È un salto di qualità rispetto a una narrazione politico-economica forte negli ultimi mesi. Secondo quest’ultima, l’inflazione e soprattutto le sue aspettative sarebbero da addebitarsi soprattutto ai rialzi salariali e in particolare alle rivendicazioni sindacali sempre più massicce: innescate peraltro dall’inflazione da “energia”. L’incremento tendenziale del costo del lavoro sembra ora “dimenticato” – così come i rialzi già maturati nei prezzi dell’energia, delle altre materie prime e semilavorati e dei tassi d’interesse (costo del credito) – nelle accuse alle imprese di artefare i listini finali di beni e servizi.

Finora la questione (storica) dei “sovrapprofitti di guerra” ha toccato solo i giganti dell’energia: che hanno oggettivamente contabilizzato a fine 2022 utili di livello assoluto e che peraltro sono già stati interessati da tassazioni straordinarie. Ora, invece, la ricerca politico-mediatica di “colpevoli” veri o presunti dell’inflazione sembra sparare nel mucchio di chiunque abbia un’attività d’impresa: comunque reduce da due anni di lockdown più o meno pesanti.

Fatto salvo un solo livello indiscutibile (la certezza di un’equa imposizione fiscale su chi ha realizzato redditi d’impresa, grande o piccola), le cause dell’inflazione (per identificarne i rimedi più efficaci) sono un un terreno che la politica e le parti sociali hanno il diritto-dovere di porre al centro del confronto, ma hanno altresì la responsabilità di non manipolare.

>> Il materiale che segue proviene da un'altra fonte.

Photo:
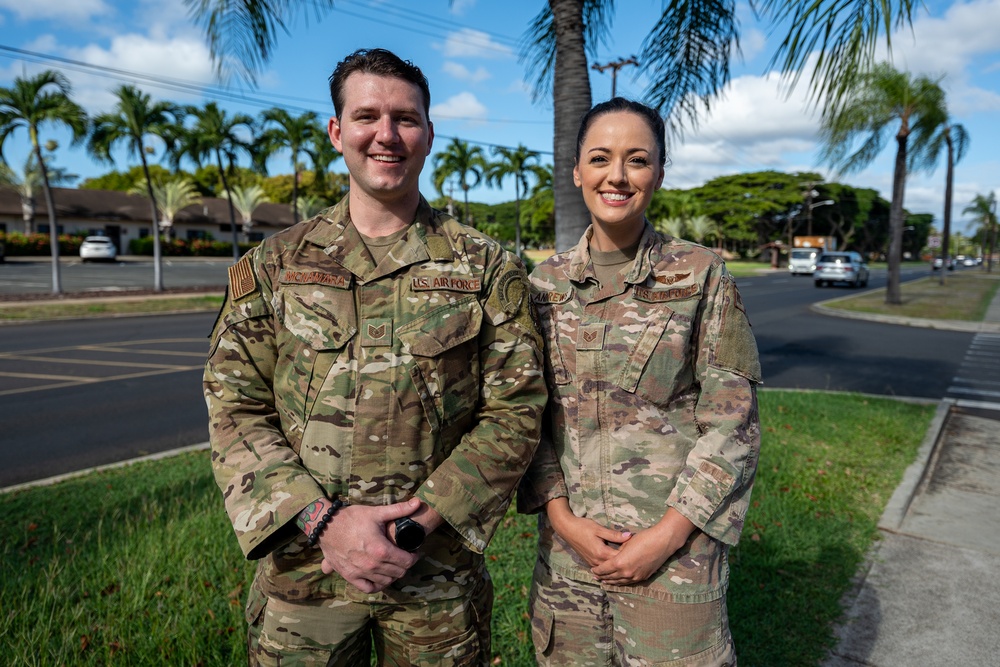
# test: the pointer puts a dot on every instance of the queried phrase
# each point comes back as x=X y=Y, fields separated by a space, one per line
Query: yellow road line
x=90 y=381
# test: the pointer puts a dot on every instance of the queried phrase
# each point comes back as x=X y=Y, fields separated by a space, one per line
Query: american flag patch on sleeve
x=241 y=278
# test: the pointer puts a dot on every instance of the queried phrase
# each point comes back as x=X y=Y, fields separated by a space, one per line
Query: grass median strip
x=964 y=296
x=138 y=565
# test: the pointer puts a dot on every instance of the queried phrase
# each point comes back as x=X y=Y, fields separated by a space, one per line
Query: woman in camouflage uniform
x=651 y=438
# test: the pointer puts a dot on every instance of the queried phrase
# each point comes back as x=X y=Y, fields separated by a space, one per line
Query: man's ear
x=333 y=131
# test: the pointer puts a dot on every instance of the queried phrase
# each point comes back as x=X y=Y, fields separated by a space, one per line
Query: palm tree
x=687 y=54
x=984 y=212
x=135 y=116
x=516 y=162
x=883 y=98
x=43 y=98
x=216 y=134
x=282 y=130
x=26 y=184
x=323 y=155
x=462 y=160
x=955 y=139
x=171 y=197
x=246 y=200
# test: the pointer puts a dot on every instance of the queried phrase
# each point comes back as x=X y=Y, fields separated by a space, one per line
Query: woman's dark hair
x=380 y=62
x=619 y=104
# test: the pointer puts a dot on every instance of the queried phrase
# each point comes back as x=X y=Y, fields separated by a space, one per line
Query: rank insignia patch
x=241 y=278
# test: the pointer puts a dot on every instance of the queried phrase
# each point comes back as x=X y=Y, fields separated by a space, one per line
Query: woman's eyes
x=634 y=161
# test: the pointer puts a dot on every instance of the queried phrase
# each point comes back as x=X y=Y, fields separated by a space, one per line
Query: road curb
x=915 y=475
x=49 y=481
x=945 y=325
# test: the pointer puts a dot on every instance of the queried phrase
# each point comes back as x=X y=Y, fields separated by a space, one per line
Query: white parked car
x=97 y=247
x=802 y=260
x=841 y=267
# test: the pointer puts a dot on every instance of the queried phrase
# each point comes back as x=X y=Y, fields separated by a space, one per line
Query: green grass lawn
x=964 y=296
x=139 y=565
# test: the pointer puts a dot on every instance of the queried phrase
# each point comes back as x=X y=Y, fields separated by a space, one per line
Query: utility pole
x=993 y=232
x=614 y=67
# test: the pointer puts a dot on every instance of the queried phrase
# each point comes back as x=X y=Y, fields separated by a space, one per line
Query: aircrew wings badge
x=241 y=278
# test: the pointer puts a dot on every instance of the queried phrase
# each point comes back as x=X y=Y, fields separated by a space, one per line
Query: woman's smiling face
x=618 y=170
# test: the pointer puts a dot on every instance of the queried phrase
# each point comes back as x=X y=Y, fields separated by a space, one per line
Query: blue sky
x=469 y=51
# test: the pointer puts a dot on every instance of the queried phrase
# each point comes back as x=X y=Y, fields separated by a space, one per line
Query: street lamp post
x=810 y=207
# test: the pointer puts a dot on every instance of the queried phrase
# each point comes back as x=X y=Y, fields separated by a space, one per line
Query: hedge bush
x=26 y=245
x=37 y=245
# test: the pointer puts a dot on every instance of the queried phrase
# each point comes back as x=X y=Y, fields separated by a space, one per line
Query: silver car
x=841 y=267
x=97 y=247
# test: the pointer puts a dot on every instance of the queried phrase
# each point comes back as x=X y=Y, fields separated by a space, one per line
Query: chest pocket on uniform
x=446 y=359
x=558 y=324
x=659 y=366
x=316 y=324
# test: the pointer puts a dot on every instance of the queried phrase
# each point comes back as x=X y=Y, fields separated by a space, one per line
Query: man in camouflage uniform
x=652 y=418
x=383 y=356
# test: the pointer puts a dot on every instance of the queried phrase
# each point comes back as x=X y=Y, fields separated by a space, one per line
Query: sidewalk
x=929 y=594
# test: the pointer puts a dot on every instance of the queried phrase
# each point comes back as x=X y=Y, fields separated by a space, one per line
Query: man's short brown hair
x=380 y=62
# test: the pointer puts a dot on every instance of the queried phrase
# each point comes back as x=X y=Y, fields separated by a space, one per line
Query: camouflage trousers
x=579 y=623
x=335 y=632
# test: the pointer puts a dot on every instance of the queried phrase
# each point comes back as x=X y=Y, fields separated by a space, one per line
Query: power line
x=214 y=92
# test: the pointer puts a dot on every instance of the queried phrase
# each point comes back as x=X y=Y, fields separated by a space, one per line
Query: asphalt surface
x=929 y=594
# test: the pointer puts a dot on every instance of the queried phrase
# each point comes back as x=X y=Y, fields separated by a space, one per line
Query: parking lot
x=43 y=369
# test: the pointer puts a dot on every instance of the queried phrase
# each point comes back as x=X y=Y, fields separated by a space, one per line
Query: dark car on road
x=841 y=267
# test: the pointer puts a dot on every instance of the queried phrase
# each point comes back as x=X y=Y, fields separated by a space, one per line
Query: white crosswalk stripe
x=978 y=378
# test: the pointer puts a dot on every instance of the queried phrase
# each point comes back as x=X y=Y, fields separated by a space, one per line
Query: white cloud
x=462 y=73
x=469 y=43
x=58 y=10
x=463 y=106
x=459 y=7
x=951 y=46
x=183 y=58
x=752 y=43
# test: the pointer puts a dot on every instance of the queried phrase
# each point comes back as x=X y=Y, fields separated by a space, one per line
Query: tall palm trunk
x=232 y=211
x=947 y=203
x=517 y=215
x=893 y=295
x=465 y=191
x=50 y=203
x=571 y=100
x=157 y=255
x=295 y=190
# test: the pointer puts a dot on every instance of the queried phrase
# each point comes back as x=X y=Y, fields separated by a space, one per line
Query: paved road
x=801 y=349
x=34 y=275
x=89 y=392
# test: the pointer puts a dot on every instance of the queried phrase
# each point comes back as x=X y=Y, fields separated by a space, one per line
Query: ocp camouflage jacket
x=652 y=405
x=330 y=376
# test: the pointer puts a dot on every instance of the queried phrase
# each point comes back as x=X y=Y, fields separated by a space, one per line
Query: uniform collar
x=580 y=264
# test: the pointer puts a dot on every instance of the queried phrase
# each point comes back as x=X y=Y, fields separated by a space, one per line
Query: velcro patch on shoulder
x=551 y=297
x=242 y=280
x=660 y=295
x=511 y=289
x=453 y=283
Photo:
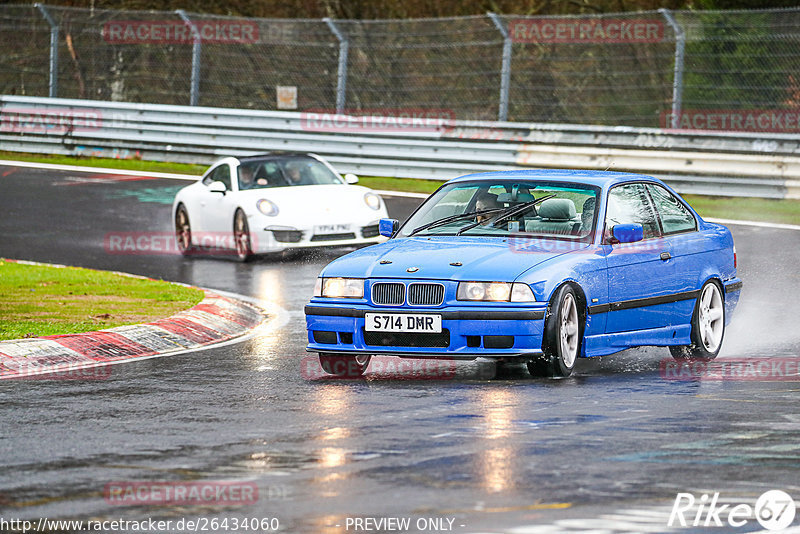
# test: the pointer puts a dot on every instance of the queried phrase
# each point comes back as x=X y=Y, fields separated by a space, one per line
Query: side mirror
x=628 y=233
x=217 y=187
x=388 y=227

Né sul versante dei lavoratori dipendenti (che non sono “agitatori di piazza” quando lamentano l’erosione inflattiva dei loro salari) e neppure su quello delle imprese: che – soprattutto quelle più piccole – non possono essere pre-giudicate come “pescecani” e “untori del carovita”.

Decine di migliaia di insegnanti pubblici inglesi hanno respinto nelle scorse ore un’offerta da parte del Governo conservatore di aumenti salariali in recupero di metà soltanto dell’inflazione corrente. Forse il Governo (non solo quello di Londra) farebbe bene a spiegare ai suoi dipendenti – a tutti gli elettori – che l’inflazione (della benzina, delle verdure nei supermercati, della birra nei pub, dei tassi sui mutui) è il prezzo della guerra che l’Ue e gli Usa hanno deciso di combattere in Ucraina contro l’aggressione russa. Che ha tutte le ragioni per essere continuata fino a quando i Parlamenti democratici dei singoli Paesi e le loro organizzazioni sovranazionali decidono di continuarla. Ma senza – augurabilmente – l’effetto collaterale di scatenare vecchie o nuove “lotte di classe”  a fini elettorali negli stessi Paesi.